Entre o inominável, o desprezo pelas mortes, o negacionismo, a descontinuidade
Jésus Santiago, em seu texto “O avesso da biopolítica e o vírus[7] nos adverte que é “possível interpretar o quanto a ação corrosiva da pulsão de morte na época da ciência se apresenta sob o modo de impasses quase insolúveis. Antes mesmo de Freud ter fornecido as grandes coordenadas do problema da necessidade “da renúncia da satisfação das fortes pulsões sexuais e destrutivas” para a sobrevivência do laço social, em seu Mal-estar na cultura,[2] Paul Valéry já havia prenunciado que a civilização tem a mesma fragilidade de uma vida: “Nós, civilizações, agora sabemos que somos mortais”.[3]

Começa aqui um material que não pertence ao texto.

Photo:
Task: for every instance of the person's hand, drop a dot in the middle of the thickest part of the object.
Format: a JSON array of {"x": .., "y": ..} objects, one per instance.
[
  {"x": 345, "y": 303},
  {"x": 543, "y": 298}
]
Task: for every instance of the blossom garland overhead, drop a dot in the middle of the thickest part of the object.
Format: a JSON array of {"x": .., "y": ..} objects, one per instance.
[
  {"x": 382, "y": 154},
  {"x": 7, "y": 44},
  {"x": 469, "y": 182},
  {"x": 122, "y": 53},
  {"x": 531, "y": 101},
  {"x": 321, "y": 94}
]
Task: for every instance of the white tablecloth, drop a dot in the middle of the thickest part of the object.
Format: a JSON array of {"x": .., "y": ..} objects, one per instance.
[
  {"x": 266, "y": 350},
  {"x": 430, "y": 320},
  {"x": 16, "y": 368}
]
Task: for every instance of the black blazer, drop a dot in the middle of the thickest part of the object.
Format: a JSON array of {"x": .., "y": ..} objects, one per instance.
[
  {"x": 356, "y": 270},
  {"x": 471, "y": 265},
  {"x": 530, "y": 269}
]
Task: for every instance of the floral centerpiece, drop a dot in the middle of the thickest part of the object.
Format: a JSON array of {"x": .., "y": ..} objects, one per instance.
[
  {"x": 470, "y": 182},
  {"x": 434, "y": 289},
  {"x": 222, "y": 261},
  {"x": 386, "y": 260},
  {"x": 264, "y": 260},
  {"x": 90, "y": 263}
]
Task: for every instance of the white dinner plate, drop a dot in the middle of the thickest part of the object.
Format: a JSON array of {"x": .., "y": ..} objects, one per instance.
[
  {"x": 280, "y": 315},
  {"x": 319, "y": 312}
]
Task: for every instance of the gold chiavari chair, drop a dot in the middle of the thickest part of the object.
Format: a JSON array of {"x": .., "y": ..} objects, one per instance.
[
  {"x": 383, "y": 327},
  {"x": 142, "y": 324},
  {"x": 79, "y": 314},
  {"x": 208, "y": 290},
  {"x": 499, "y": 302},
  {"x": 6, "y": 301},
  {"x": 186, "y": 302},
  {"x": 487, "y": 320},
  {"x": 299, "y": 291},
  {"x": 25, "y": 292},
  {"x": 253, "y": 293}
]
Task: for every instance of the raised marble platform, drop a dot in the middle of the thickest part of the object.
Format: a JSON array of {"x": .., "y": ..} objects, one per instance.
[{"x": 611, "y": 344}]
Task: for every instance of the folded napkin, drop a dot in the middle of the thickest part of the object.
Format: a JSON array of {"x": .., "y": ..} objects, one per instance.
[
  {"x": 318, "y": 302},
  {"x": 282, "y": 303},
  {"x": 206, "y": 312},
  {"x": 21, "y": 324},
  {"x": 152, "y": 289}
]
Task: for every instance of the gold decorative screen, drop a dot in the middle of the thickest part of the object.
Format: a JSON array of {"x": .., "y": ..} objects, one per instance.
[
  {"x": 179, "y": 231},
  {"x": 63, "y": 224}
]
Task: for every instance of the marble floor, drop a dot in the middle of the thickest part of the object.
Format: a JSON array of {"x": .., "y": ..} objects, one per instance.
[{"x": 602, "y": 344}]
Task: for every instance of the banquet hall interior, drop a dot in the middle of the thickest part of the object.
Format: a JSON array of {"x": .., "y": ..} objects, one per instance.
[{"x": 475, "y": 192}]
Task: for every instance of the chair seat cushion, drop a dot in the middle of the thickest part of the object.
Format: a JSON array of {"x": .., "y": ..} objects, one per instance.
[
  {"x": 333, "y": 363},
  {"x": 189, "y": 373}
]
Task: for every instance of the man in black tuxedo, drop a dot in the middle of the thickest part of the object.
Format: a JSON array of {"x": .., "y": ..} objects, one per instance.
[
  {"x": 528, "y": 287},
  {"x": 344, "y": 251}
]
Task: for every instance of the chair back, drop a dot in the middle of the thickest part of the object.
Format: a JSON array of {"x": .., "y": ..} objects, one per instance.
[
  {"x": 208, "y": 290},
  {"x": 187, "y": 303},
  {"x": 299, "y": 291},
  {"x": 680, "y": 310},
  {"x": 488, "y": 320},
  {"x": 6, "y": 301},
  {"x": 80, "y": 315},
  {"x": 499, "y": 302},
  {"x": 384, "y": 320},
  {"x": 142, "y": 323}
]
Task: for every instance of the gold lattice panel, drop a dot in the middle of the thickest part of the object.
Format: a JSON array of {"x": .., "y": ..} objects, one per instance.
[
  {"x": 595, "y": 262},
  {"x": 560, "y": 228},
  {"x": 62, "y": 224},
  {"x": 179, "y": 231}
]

Santiago caracteriza a atitude do governo Bolsonaro para com o saber da ciência e os semblantes ofertados por ela, com uma posição negacionista que nos leva ao pior e com “efeitos devastadores e catastróficos da pandemia (…)”, sendo que “esse desdém pela ciência é um menosprezo pelo pior, ou pelo caráter mortal da civilização, na medida em que se desconhece que a fatia da população vulnerável no Brasil é muito maior que nos países nos quais prevalecem as democracias liberais, com a tendência ao agravamento dos efeitos econômicos adversos e calamitosos dessa crise”. Conclui dizendo que a desestabilização dos semblantes, “favorece o retorno da face feroz e tirânica da ordem social e política”[8].

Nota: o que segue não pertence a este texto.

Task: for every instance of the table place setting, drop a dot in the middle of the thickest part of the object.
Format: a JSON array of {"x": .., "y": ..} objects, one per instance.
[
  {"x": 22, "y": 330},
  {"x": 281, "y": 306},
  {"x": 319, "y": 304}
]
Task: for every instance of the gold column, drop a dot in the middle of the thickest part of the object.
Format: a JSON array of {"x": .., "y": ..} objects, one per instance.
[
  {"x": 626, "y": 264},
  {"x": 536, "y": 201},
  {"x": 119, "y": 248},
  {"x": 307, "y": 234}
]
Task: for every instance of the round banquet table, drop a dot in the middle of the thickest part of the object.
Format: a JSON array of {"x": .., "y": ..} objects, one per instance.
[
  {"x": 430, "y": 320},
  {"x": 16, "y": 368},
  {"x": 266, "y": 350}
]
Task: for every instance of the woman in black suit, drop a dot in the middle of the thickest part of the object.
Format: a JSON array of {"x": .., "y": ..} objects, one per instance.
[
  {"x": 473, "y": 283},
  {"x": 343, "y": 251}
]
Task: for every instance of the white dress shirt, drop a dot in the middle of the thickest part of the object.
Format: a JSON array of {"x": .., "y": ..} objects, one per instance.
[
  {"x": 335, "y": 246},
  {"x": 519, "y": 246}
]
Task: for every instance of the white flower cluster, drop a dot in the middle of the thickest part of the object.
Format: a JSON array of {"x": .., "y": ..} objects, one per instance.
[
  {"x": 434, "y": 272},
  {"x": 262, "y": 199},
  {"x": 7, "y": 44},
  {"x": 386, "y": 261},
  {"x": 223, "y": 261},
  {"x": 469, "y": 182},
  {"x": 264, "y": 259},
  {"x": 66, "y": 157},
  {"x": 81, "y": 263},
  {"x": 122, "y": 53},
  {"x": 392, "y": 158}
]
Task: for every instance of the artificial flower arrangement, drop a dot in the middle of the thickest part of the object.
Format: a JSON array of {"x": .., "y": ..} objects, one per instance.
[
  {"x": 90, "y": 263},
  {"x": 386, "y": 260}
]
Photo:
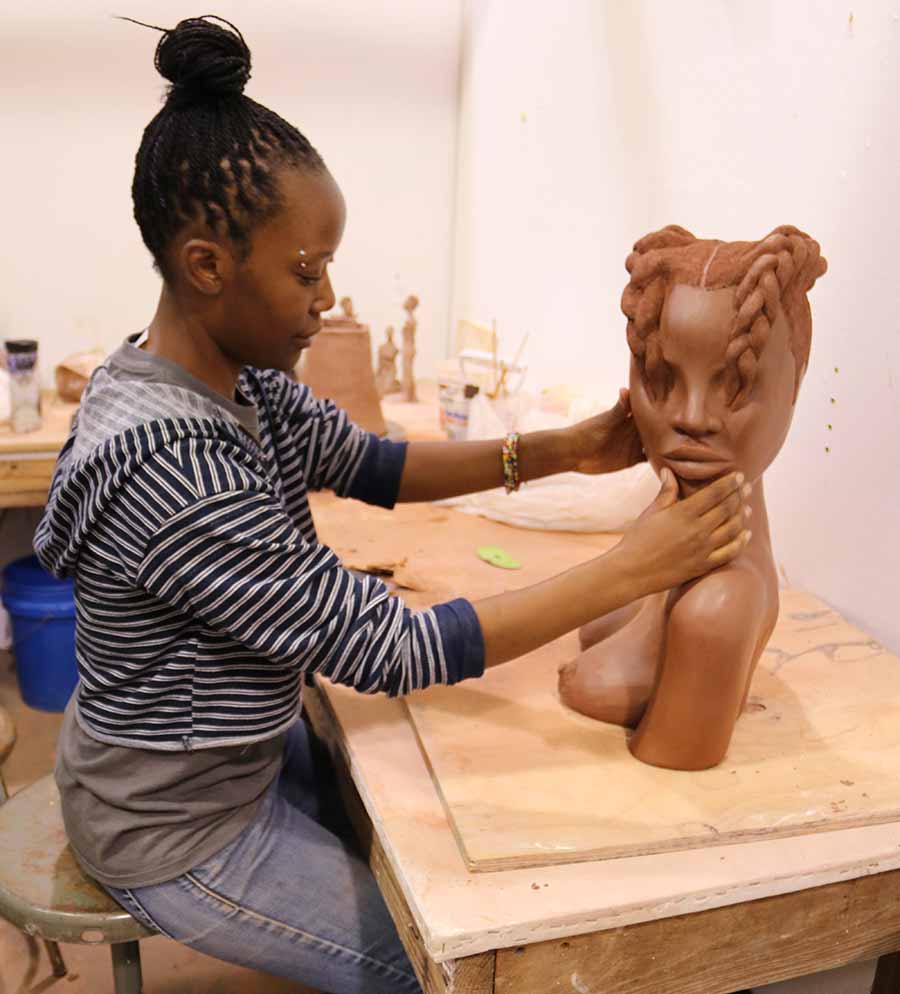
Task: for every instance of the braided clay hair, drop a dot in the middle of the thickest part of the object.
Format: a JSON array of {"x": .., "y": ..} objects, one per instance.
[
  {"x": 777, "y": 271},
  {"x": 210, "y": 153}
]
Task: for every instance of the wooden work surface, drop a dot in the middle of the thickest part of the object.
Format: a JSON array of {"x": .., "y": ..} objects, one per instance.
[
  {"x": 527, "y": 782},
  {"x": 457, "y": 915},
  {"x": 27, "y": 460}
]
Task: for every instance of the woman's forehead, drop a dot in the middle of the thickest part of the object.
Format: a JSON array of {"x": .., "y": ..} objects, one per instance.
[{"x": 312, "y": 217}]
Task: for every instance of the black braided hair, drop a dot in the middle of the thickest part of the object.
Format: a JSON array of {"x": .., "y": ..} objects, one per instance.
[{"x": 211, "y": 153}]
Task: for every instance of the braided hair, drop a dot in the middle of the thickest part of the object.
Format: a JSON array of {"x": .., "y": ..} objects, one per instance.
[
  {"x": 210, "y": 155},
  {"x": 777, "y": 271}
]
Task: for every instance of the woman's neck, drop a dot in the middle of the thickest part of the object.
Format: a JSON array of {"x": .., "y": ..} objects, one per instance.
[{"x": 182, "y": 338}]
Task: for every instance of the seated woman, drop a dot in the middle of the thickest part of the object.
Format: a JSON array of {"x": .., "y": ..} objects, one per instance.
[{"x": 720, "y": 335}]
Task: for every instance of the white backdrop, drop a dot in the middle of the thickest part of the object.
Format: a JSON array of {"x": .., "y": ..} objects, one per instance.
[
  {"x": 373, "y": 86},
  {"x": 585, "y": 125}
]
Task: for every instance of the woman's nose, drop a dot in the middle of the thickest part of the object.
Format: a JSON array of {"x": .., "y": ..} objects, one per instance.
[
  {"x": 325, "y": 298},
  {"x": 694, "y": 415}
]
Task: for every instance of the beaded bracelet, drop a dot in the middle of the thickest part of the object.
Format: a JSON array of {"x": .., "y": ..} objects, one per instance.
[{"x": 510, "y": 455}]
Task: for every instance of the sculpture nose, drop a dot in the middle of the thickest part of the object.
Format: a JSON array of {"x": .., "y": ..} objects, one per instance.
[{"x": 694, "y": 416}]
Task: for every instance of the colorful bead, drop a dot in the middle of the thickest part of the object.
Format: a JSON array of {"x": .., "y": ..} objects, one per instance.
[{"x": 510, "y": 455}]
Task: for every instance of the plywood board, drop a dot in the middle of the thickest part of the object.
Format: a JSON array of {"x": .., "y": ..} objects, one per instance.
[
  {"x": 460, "y": 913},
  {"x": 527, "y": 782}
]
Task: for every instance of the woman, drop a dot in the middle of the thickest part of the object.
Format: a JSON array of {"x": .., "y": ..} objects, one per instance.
[{"x": 189, "y": 787}]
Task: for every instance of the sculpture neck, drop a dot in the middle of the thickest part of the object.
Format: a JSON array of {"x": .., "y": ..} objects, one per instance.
[{"x": 759, "y": 520}]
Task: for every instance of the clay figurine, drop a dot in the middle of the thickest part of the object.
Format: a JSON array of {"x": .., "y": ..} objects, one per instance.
[
  {"x": 409, "y": 349},
  {"x": 719, "y": 334},
  {"x": 338, "y": 367},
  {"x": 386, "y": 374}
]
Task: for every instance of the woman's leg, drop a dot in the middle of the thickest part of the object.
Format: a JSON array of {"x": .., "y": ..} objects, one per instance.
[{"x": 288, "y": 896}]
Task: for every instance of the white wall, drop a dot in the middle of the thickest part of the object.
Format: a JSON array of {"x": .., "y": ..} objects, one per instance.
[
  {"x": 586, "y": 124},
  {"x": 373, "y": 86}
]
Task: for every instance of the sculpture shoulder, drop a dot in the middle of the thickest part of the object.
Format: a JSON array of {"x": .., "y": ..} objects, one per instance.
[{"x": 729, "y": 606}]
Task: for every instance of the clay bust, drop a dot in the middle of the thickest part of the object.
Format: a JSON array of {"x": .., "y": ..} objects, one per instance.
[
  {"x": 409, "y": 349},
  {"x": 720, "y": 336},
  {"x": 386, "y": 374}
]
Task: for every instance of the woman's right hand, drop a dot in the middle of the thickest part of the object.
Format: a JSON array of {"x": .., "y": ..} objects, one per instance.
[{"x": 675, "y": 541}]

Éric Laurent em seu texto orientador[9] diz que “é a partir da inexistência do Outro que garantiria o real da ciência que surge um outro real para o sujeito que vive na linguagem. É esse real da angústia, da esperança, do amor, do ódio, da loucura e da debilidade mental. Todos esses afetos e paixões estarão no encontro marcado da nossa confrontação com o vírus; eles acompanham, como suas sombras, as “provas” científicas”. E cita Jacques-Alain Miller: “A inexistência do Outro não é antinômica ao real, ela lhe é, ao contrário, correlativa. […] É […] o real próprio do inconsciente, ao menos esse do qual, segundo a expressão de Lacan, o inconsciente testemunha, […] o real quando ele se revela na clínica como o impossível de suportar.”
Laurent conclui seu texto alertando-nos sobre a ética da ciência, seus problemas e a ética pessoal: “no nível pessoal, o modo como cada um pode interpretar as medidas de segurança terrivelmente restritivas que lhe são dadas introduz uma variável importante em todo cálculo global. Mas que isso depende muito do comportamento das pessoas e da maneira como vão aplicar essas medidas […]”[10].
Criamos? Reinventamos?
A pandemia, o isolamento social, o distanciamento social, o vírus, que nos assombra como inimigo invisível, desprezível para alguns, e a morte tão próxima para outros. Os vários significantes aos quais cada um de nós se viu confrontado nos deu possibilidades, à distância, de mostrar nossa solidariedade e capacidade de invenção. Para alguns apenas uma paranoia do outro, para outros o real da morte. Para outros a pedra no caminho, a solidão tantas vezes experimentada, mas agora com maior rigor, insistiu.
Termino essa reflexão colocando o título ao final, em vermelho, uma pequena subversão das normas, no momento em que as informações oficiais nos mostram que contamos mais de 150 mil mortos no Brasil: O Brasil de “marcha a ré”, a invenção e a subversão na cidade.